Unrelated to the label switching, you might run into issues fitting this model when treating the population size N as continuous. To fit the same model that’s being fit in LCMCR you need to also marginalize out N, which is analytically possible (see table 1 of [2101.09304] Revisiting Identifying Assumptions for Population Size Estimation).
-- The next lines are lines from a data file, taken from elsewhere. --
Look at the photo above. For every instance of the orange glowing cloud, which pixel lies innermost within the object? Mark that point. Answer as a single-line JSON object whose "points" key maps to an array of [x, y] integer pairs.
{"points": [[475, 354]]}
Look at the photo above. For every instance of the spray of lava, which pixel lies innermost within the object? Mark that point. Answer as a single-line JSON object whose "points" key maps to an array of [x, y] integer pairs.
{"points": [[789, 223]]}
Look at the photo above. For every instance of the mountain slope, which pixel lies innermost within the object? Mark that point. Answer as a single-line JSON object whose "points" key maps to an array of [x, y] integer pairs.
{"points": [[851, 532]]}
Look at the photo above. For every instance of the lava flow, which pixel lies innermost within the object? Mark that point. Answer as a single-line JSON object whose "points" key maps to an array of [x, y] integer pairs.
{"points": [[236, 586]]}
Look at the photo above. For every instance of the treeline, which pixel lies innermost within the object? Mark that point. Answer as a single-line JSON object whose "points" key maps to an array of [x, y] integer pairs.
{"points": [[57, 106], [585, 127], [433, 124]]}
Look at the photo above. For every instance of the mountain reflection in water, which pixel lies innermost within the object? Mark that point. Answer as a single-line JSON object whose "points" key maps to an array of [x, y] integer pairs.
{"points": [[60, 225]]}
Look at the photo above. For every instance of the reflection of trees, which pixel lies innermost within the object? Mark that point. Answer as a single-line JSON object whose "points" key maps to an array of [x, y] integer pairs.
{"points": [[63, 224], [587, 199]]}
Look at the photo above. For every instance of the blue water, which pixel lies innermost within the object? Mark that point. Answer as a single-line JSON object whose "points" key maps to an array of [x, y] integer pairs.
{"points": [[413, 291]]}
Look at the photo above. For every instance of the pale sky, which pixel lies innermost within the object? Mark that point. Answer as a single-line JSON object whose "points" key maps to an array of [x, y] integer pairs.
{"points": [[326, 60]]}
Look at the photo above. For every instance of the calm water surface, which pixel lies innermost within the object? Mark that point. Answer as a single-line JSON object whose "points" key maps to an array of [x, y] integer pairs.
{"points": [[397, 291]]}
Here’s code I’ve used previously that’s implemented the model from LCMCR with N marginalized out:
data {
// Data
int<lower=0> J; // Number of conflict data sources
int<lower=0> twoJ; // 2^J
int<lower=0> z[twoJ - 1]; // Observed overlap from conflict data sources
int<lower=0, upper=1> x[twoJ, J]; // Design matrix for linear model
int<lower=1> K_star;
// Prior hyperparmaters
real<lower=0> a;
real<lower=0> b;
}
parameters
{
real<lower=0> alpha;
matrix<lower=0, upper=1>[K_star, J] lambda;
real<lower=0, upper=1> V[K_star - 1];
}
transformed parameters{
real<upper=0> log_nu[K_star];
real<upper=0> log_pis[twoJ];
simplex[twoJ] pis;
real<upper=0> log_pis_temp[K_star];
// Cribbed from https://ecosang.github.io/blog/study/dirichlet-process-with-stan/
log_nu[1] = log(V[1]);
for(k in 2:(K_star - 1)){
log_nu[k] = log(V[k]) + log(1 - V[k - 1]) + log_nu[k - 1] - log(V[k - 1]);
}
log_nu[K_star] = log(1 - V[K_star - 1]) + log_nu[K_star - 1] - log(V[K_star - 1]);
for(i in 1:twoJ){
for(k in 1:K_star){
log_pis_temp[k] = log_nu[k] + bernoulli_lpmf(x[i, ] | lambda[k, ]);
}
log_pis[i] = log_sum_exp(log_pis_temp);
pis[i] = exp(log_pis[i]);
}
}
model
{
alpha ~ gamma(a, b);
for(k in 1:K_star){
lambda[k, ] ~ beta(1, 1);
}
V ~ beta(1, alpha);
for(i in 1:(twoJ - 1)){
target += z[i] * log_pis[i + 1];
}
target += -1 * sum(z) * log1m_exp(log_pis[1]);
}
generated quantities{
int<lower=0> z_0;
z_0 = neg_binomial_rng(sum(z), (1 - pis[1]) / pis[1]);
}
I believe what I’ve called x corresponds to what you call list_indicators.